The dielectric properties of metastable high-pressure perovskite ceramics Bi(Mg 1/2 Ti 1/2 )O 3 were studied by impedance spectroscopy at frequencies of 25 Hz-1 MHz at various temperatures. It is established that, at temperatures higher than ∼450 K, the dc conductivity makes a significant contribution to the dielectric response of these ceramics. The charge-carrier activation energy Δ E dc is found from the temperature dependence of the dc conductivity σ dc . As the temperature increases, the quantity Δ E dc changes in a jump from 0.12 to 1.00 eV at T ∼ 450 K. With inclusion of the contribution from σ dc , the real and imaginary parts ( M ac ′ and M ac ″ ) of the complex electrical modulus related only to the dielectric polarization are found.

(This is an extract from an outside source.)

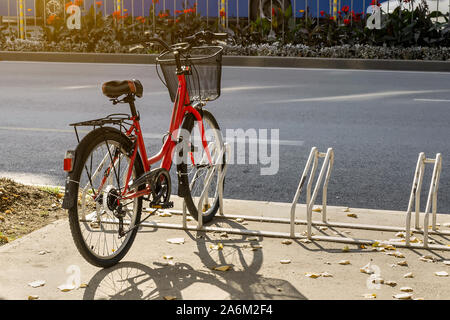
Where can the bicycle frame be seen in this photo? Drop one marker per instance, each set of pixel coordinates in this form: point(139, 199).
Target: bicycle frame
point(181, 107)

From analyzing the M ac ″ − M ac ′ diagrams, the contributions to the dielectric polarization from ceramic grains and their boundaries are estimated. The obtained data are interpreted in terms of the chemical composition of the ceramic compound Bi(Mg 1/2 Ti 1/2 )O 3 and the existence of crystal-lattice defects formed during the synthesis under pressure. Based on an analysis of the temperature dependences of the permittivity of ceramic grains and antiparallel displacements of the Bi 3+ cations, it is assumed that the dipole ordering in this perovskite compound is antiferroelectric in character.